Pour lutter efficacement contre cette pollution, il faut déjà se donner les moyens de la mesurer. C’est le cœur de l’activité de Cairpol. Cette PME basée dans le Puy-de-Dôme a développé des appareils capables de mesurer le niveau de ppb (partie par billion) indépendamment du niveau de concentration. Ces appareils permettent principalement de mesurer la qualité de l’air autour des sites à risques, comme les usines de traitement de déchets ou agroalimentaire, ou des zones sensibles comme les crèches ou les hôpitaux. Créée en 2006, la société est aujourd’hui le partenaire majeur de géants industriels à l’instar de Veolia.
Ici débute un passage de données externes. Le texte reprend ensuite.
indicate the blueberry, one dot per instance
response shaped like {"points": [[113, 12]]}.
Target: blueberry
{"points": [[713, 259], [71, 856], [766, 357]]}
Ce succès est d’abord le fruit d’une innovation efficace, récompensée par la médaille d’or du concours Lépine. Mais c’est également le résultat d’une long parcours pour identifier les marchés porteurs. Élaboré initialement pour les particuliers, les premiers appareils ont finalement trouvé leur marché au contact du monde industriel. C’est véritablement grâce aux industriels que l’activité de la société a décoller. Aujourd’hui Cairpol exporte son savoir-faire Inde, au Chili, en Corée ou encore au Brésil, et affiche un chiffre d’affaires de 700 000 euros.